Portrait of the cultural researcher Gregers Andersen
Photo credit Niklas Björling

»It is precisely this uncertainty that makes climate fiction a premium source of interpretations«

Danish author and cultural researcher Gregers Andersen has worked on the topics of the climate crisis and culture for ten years. He studied at the University of Copenhagen and the interdisciplinary Rachel Carson Center in Munich. In 2016, Andersen's debate book “Grænseløshedens Kultur” (The Culture of Boundlessness) was published, a cultural critique of the neoliberal competitive state in the wake of the climate crisis. With a five-point agenda, the book calls for its own climate editorial offices across all media. Andersen is the initiator of a collective climate appeal to politicians. His study “Climate Fiction and Cultural Analysis” (2020) is one of the first monographs on climate fiction.

»It is precisely because we do not know how anthropogenic global warming will affect 'places and individuals' that climate fiction is such an exciting medium for reflection at this crucial point in human history. Indeed, it is precisely this uncertainty that makes climate fiction a premium source of interpretations – not only of which dominant imaginaries the science paradigm of anthropogenic global warming evokes in the Western mind, but also of how anthropogenic global warming may change human beings’ modes of existence.«

(From: Gregers Andersen: Climate Fiction and Cultural Analysis: A New perspective on Life in the Anthropocene, Routledge 2020)

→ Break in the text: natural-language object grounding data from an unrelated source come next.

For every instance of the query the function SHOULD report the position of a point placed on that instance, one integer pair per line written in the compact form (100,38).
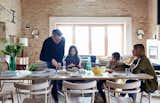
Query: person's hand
(54,63)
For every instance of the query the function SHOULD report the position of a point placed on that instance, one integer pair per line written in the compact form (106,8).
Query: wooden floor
(87,99)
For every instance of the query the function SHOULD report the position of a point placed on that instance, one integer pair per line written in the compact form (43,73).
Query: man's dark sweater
(51,50)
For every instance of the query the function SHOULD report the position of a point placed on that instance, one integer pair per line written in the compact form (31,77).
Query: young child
(72,59)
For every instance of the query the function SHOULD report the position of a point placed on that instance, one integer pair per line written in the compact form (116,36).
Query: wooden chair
(79,88)
(126,88)
(33,90)
(7,95)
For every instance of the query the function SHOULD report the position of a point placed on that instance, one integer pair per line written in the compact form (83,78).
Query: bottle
(89,64)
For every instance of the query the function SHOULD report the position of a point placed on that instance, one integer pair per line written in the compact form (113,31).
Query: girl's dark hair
(139,46)
(116,55)
(73,47)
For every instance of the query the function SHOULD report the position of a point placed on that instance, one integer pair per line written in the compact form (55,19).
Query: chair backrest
(79,86)
(32,87)
(115,85)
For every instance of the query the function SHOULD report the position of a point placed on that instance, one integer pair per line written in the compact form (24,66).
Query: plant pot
(12,64)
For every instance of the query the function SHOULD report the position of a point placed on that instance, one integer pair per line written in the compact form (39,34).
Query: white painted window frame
(127,21)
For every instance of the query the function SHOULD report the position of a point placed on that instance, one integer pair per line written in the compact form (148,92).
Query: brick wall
(37,12)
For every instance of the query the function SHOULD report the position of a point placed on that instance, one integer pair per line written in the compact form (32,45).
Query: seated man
(142,65)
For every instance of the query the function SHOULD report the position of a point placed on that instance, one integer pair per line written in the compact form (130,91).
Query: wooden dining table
(66,75)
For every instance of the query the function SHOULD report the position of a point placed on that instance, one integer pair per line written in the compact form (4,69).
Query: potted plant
(12,50)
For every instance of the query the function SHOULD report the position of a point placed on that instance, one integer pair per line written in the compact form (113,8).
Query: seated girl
(72,59)
(115,63)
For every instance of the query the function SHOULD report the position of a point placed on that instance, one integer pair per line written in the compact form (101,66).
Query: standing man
(52,53)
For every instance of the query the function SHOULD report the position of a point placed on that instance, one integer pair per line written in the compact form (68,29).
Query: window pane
(98,40)
(68,35)
(82,39)
(114,39)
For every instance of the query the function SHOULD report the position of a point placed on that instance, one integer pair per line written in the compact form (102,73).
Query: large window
(94,39)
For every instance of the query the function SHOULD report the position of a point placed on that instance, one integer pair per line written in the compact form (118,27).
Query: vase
(12,64)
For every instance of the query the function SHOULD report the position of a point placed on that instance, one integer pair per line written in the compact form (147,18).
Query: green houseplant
(12,50)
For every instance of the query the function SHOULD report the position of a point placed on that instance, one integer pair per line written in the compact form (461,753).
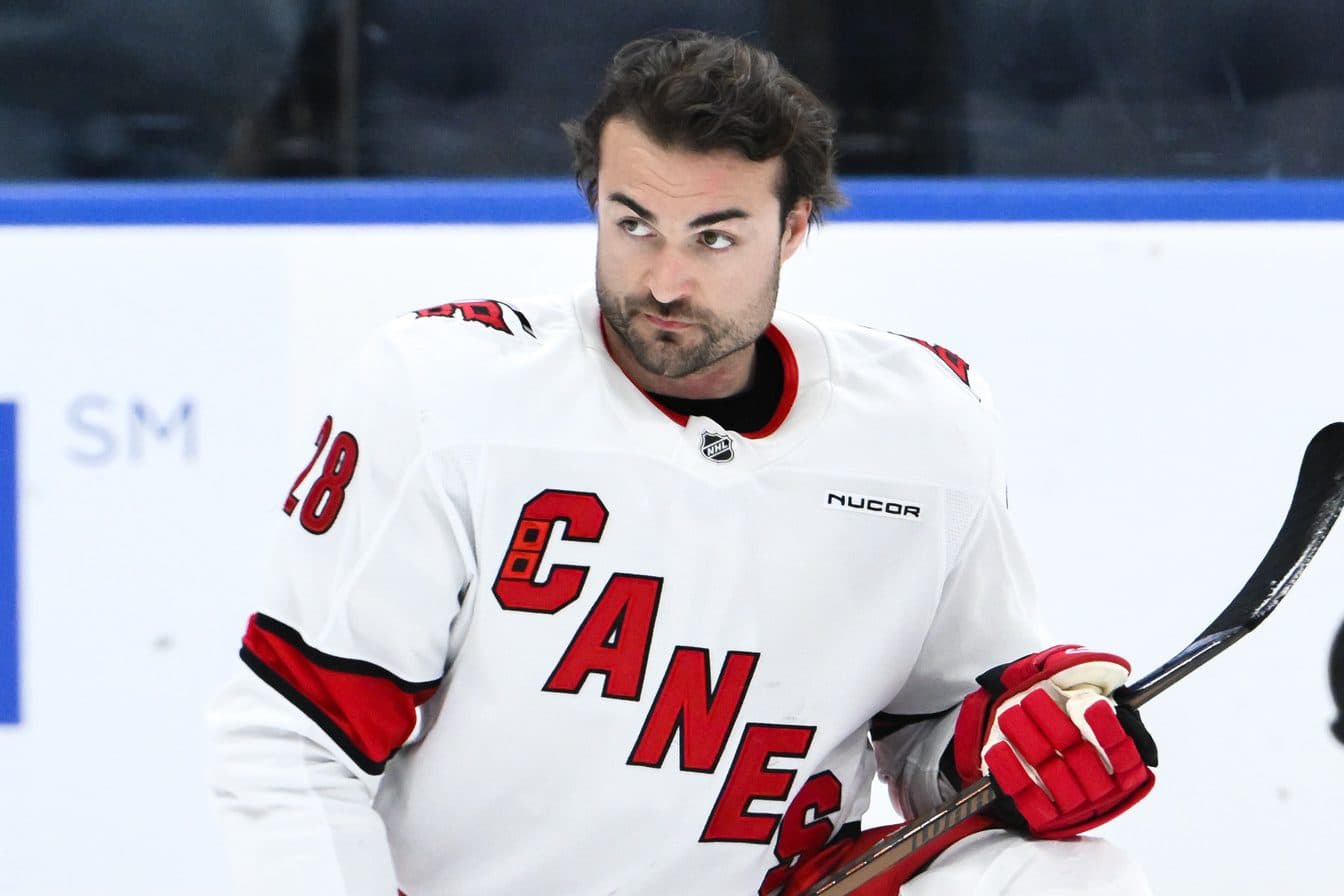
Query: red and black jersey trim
(364,708)
(782,405)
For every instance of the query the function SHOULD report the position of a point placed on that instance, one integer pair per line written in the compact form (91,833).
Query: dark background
(253,89)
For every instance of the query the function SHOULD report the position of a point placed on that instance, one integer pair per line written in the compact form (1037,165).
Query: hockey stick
(1316,504)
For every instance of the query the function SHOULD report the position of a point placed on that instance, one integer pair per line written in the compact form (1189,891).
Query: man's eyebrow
(703,220)
(633,206)
(715,216)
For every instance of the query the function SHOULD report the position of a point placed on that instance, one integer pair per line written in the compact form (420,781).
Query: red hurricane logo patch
(954,362)
(487,312)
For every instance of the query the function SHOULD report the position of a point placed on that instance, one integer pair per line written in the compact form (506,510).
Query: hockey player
(604,593)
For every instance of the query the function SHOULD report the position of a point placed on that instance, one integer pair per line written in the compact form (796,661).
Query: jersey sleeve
(987,615)
(351,637)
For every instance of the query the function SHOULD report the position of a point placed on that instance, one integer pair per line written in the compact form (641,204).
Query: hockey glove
(1059,748)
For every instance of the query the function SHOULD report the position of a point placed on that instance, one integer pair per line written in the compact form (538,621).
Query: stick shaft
(1316,504)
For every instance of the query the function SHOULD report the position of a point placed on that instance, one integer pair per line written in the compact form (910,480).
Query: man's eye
(715,239)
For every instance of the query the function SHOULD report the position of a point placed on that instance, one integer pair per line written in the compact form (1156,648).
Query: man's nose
(671,276)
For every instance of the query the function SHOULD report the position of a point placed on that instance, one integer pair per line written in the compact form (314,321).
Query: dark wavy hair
(700,92)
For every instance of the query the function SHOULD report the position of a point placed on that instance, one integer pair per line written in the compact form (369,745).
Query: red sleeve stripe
(366,709)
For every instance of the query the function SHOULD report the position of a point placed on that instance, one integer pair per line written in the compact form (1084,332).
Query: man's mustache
(675,310)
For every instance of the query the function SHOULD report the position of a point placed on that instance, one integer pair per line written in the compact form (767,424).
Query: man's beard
(676,353)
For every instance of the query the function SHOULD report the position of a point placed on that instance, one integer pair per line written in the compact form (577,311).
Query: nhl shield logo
(717,446)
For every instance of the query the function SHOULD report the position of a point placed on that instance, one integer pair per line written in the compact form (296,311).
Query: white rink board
(1157,383)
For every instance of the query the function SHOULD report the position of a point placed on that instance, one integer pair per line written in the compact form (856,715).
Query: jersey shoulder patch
(960,368)
(496,316)
(954,362)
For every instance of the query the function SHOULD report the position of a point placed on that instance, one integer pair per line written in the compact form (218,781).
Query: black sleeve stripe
(313,712)
(339,664)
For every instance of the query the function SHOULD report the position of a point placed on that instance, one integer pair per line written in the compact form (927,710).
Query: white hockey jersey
(528,632)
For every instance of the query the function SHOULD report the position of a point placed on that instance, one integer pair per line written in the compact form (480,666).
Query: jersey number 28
(328,490)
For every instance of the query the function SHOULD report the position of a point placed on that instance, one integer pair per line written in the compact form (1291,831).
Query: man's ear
(794,227)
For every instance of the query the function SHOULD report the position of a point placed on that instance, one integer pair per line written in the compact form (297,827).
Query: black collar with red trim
(746,411)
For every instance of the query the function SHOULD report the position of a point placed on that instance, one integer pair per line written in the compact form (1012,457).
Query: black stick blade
(1316,504)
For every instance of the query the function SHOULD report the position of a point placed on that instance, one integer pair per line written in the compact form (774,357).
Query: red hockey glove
(1059,748)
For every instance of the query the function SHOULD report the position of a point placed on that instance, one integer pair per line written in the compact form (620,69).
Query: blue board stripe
(557,200)
(8,566)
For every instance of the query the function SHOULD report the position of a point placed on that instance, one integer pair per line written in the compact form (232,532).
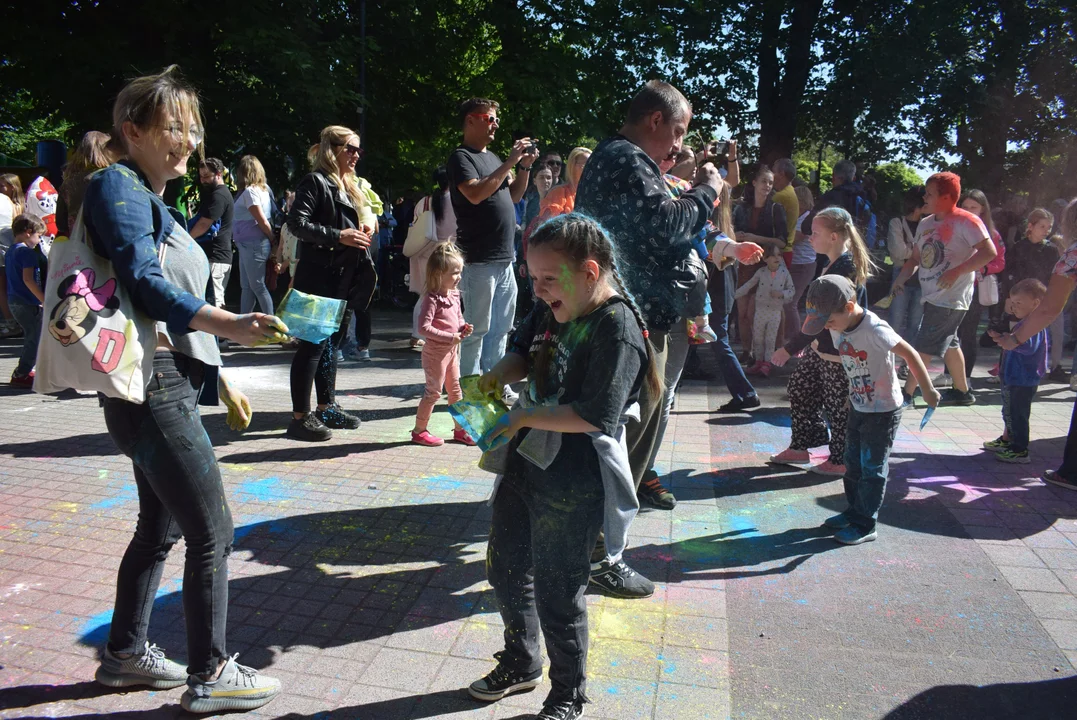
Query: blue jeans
(869,437)
(906,311)
(731,370)
(28,318)
(252,276)
(1017,408)
(488,291)
(180,494)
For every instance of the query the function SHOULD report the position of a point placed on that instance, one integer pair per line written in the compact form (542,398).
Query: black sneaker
(335,417)
(1055,479)
(569,709)
(619,580)
(740,406)
(655,493)
(502,681)
(309,428)
(954,396)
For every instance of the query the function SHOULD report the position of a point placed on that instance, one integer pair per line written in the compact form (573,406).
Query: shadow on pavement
(340,578)
(1048,700)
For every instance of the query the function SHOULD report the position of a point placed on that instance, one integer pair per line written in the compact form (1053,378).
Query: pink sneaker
(460,435)
(791,456)
(828,468)
(424,438)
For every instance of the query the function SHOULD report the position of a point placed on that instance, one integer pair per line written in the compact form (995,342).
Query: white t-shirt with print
(946,244)
(867,356)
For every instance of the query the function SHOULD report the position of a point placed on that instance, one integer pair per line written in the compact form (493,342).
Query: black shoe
(740,406)
(1058,375)
(570,709)
(654,493)
(502,681)
(309,428)
(335,417)
(619,580)
(954,396)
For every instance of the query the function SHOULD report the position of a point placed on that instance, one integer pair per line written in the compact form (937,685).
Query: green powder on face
(568,280)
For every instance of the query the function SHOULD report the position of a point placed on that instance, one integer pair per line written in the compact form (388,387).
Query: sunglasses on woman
(351,150)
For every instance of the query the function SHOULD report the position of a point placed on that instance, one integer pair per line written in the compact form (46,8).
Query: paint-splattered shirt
(652,233)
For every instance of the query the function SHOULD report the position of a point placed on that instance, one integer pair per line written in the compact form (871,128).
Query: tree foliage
(987,85)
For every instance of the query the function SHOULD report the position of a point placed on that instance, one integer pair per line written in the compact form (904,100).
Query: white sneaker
(237,688)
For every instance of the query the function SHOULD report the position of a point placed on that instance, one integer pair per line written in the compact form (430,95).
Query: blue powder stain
(266,490)
(442,482)
(127,493)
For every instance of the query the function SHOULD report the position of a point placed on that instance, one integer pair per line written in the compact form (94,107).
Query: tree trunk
(781,85)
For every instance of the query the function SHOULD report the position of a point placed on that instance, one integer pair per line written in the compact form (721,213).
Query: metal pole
(362,74)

In "Climate Fiction and Cultural Analysis", Andersen analyses more than 60 works of German- and English-language climate fiction. Among them are pieces by Andreas Guha, Ilija Trojanow, Sven Böttcher, Frank Schätzing and Kim Stanley Robinson. Andersen has discovered five types of imagination in climate fiction, among them the loss of wilderness and the idea of judgement, in which climate catastrophes are imagined as nature’s revenge. According to Andersen’s observation, cli fi authors do not surrender to a "crisis of the imagination" but counter the climate crisis with innovative approaches and narratives. Cli fi is, after all, characterised by activism. It thus becomes a "laboratory of the imagination", where new social and individual practices can be created and tested.